1. RFID-Blocking wallets

Use RFID-Blocking Wallets to prevent unlawful reading of contactless cards when not in use. They are especially beneficial in crowded environments such as public transportation or events where you’re expected to stand close to other people.

2. Mobile payment security

If you’re using a smartphone for Tap & Pay, enable biometric authentication, such as fingerprint or facial recognition. This adds an extra layer of security that physical cards don’t have, ensuring only the authorised user can make transactions

3. Monitor your transactions

Keep an eye out for illegal transactions on your bank accounts and payment app notifications. Most banks allow you to set up quick notifications for each purchase, which makes it easier to detect fraudulent behaviour.

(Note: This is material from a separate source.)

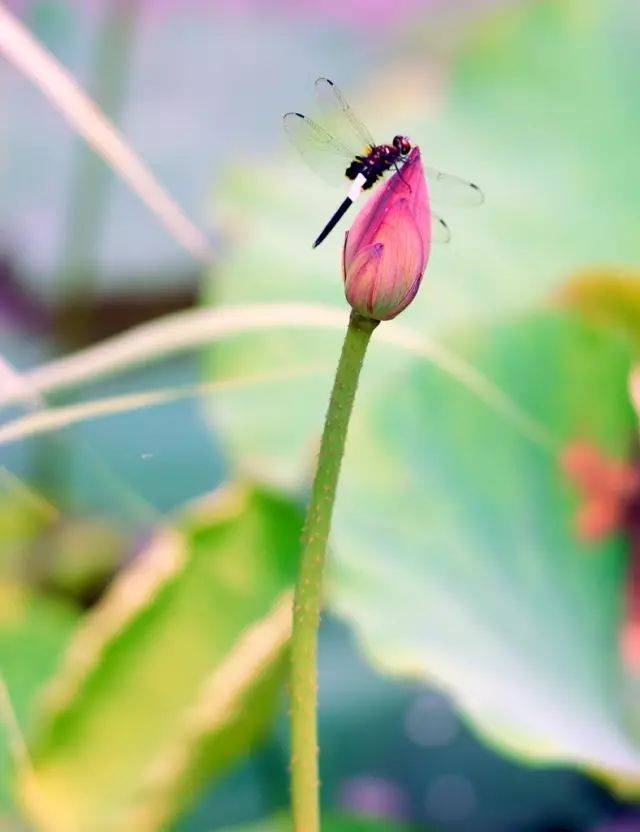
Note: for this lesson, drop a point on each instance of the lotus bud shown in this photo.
(387, 249)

4. Report lost cards immediately

If your contactless card is lost or stolen, call your bank straight away to disable it and get a replacement.

5. Update your software

Keep your phone’s operating system and payment applications up to date for essential security fixes.

AMCO’s Recommendations

• Be aware of your surroundings. When using Tap & Pay in busy locations, be cautious and protect your card or device to avoid fraudulent scans.
• Pay digitally. For further protection, use mobile payment programs such as Apple Pay, Google Wallet, or Samsung Pay, which require biometric identification with each transaction.
• Invest in protection. RFID-blocking wallets are a simple but valuable investment that may protect you from future scanning attempts.
• Educate yourself. Understand how contactless payment systems work and keep up with current security issues. Knowledge is your most effective tool against fraud.